Scarborough and his wife Robyn logged 21,000 travel miles over the season commuting from Vermont to Pennsylvania to get in 28 races.
He made it count with five feature wins, 10 top-five finishes and 18 top-10 finishes. He also won 14 qualifying heat races. He finished third on the Penn Sprint Series Tour.
It was the 33rd season of racing for the 48-year-old Scarborough. He sees himself possibly getting out from behind the wheel once he completes his 35th season, by which time he’d like to accomplish some goals including 700 career starts and 100 wins.
“I’d be OK with that,” he said.
And then? He would like to stay in the racing game in some capacity, perhaps working at a track.
“That would be something I could do down the road,” Scarborough said.
He plans to scale back a bit in 2019 from the 28 races he ran in the Keystone State last year.

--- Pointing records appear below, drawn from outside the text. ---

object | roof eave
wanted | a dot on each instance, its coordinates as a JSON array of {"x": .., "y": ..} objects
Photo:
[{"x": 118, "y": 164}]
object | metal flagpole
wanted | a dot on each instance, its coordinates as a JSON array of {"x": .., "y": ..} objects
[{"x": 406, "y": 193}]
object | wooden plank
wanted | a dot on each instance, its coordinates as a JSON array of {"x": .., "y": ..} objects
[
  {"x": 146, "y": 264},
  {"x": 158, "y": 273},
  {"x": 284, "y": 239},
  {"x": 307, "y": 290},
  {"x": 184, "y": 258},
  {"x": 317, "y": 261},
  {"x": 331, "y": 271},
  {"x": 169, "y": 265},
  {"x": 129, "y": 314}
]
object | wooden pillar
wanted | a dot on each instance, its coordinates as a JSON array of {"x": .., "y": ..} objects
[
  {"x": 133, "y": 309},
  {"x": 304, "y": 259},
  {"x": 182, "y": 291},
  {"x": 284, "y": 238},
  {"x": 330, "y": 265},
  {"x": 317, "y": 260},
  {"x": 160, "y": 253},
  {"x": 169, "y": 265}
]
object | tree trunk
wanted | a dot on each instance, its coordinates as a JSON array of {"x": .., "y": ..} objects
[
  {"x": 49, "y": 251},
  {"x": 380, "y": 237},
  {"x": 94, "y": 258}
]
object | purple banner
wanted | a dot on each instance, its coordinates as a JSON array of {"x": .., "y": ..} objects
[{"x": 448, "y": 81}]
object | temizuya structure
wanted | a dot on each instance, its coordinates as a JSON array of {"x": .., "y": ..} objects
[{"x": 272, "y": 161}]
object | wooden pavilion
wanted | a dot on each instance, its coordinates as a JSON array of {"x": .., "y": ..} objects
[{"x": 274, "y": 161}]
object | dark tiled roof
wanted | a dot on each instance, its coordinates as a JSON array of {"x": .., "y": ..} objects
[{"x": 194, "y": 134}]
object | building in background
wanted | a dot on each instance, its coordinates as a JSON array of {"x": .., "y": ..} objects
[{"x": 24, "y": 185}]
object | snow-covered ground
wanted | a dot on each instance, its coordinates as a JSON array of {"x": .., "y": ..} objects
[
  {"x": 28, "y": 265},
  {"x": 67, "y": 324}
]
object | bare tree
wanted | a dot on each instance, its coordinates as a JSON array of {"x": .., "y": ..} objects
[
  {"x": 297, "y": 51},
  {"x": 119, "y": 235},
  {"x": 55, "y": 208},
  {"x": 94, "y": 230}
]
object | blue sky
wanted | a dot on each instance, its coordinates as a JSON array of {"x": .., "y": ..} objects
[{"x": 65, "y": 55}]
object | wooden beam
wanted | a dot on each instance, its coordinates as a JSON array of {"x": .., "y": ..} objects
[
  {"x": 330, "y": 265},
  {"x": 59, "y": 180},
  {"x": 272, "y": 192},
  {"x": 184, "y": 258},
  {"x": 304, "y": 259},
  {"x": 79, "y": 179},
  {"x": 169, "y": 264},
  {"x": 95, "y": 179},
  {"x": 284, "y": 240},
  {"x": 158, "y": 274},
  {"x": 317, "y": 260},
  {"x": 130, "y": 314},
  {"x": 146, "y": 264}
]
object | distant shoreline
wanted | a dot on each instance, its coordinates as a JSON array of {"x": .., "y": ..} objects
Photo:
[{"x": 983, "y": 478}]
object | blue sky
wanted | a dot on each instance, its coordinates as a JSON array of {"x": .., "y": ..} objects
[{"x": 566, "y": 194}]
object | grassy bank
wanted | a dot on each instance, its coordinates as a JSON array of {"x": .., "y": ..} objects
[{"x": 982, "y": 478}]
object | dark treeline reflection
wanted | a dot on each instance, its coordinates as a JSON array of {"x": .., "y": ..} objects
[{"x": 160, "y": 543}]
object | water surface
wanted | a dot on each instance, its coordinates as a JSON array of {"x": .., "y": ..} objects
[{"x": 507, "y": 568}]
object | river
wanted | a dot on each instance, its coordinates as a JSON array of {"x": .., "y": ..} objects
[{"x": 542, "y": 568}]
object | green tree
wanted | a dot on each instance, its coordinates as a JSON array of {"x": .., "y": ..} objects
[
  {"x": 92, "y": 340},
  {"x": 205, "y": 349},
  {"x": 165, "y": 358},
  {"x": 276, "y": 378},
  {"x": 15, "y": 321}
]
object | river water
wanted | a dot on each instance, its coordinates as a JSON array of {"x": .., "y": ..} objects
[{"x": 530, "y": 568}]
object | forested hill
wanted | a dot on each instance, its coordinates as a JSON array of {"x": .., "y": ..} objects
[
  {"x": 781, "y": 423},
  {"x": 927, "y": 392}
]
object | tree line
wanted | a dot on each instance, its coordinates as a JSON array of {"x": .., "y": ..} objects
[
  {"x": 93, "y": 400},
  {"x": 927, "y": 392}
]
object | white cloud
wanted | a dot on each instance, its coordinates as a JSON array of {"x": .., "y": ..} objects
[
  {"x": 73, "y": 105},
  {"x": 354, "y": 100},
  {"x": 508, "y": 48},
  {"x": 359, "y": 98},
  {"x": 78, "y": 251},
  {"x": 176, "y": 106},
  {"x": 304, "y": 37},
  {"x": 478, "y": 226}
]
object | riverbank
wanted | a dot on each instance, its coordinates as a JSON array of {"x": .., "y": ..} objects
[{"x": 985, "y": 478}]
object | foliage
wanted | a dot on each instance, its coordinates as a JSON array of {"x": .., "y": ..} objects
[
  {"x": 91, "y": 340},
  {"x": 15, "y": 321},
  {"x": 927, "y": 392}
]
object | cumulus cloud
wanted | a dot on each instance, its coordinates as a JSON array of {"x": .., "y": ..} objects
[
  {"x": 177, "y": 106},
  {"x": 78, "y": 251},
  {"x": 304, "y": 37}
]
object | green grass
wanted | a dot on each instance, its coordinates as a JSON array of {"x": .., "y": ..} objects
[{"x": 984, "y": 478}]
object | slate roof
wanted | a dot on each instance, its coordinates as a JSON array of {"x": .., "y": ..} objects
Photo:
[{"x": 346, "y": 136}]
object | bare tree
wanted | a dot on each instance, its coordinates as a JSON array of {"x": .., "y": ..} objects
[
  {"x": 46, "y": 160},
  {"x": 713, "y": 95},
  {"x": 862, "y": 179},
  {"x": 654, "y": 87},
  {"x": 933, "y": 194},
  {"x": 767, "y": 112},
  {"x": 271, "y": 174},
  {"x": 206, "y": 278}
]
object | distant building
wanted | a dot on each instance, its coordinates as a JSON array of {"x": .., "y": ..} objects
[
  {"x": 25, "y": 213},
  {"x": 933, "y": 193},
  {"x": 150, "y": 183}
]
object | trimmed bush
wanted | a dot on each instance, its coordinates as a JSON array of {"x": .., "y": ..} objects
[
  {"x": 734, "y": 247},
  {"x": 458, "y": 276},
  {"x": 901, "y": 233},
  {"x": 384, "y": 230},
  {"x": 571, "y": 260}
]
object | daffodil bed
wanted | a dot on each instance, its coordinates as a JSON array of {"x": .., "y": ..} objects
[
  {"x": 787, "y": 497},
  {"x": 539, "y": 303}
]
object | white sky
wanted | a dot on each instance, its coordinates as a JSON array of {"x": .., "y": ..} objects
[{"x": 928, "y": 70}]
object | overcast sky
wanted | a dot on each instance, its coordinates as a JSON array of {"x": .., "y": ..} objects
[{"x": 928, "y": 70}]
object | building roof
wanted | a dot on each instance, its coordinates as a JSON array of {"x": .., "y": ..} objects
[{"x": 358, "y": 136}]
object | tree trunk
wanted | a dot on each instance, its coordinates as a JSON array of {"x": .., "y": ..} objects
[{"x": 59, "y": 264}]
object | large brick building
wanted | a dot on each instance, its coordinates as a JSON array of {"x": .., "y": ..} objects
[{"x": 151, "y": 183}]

The racing will still be done in Pennsylvania but Scarborough said the plan is to focus on 18 to 20 races and compete at only the bigger tracks.
It was a rewarding summer that saw John and Robyn covering new ground and experiencing new things.
“We visited four new race tracks, ones we had never raced at before,” he said.
He will be well decorated the night of Dec. 1 when he attends the awards banquet at the Wyndham Hotel in Gettysburg, Pennsylvania. Then, he will be traveling down to the area for another awards affair in January.
There was a night in the pits a few years ago at Devil’s Bowl Speedway when he said he thought that would be his final year of racing.
But the Pennsylvania scene has pumped him back up and sometimes when he talks about getting out after two more years, one can’t be sure they believe him.
You might even see him eliminate the long weekend commute by calling Pennsylvania home someday.
“I would love to have my area code 717,” Scarborough said of the telephone exchange for Harrisburg.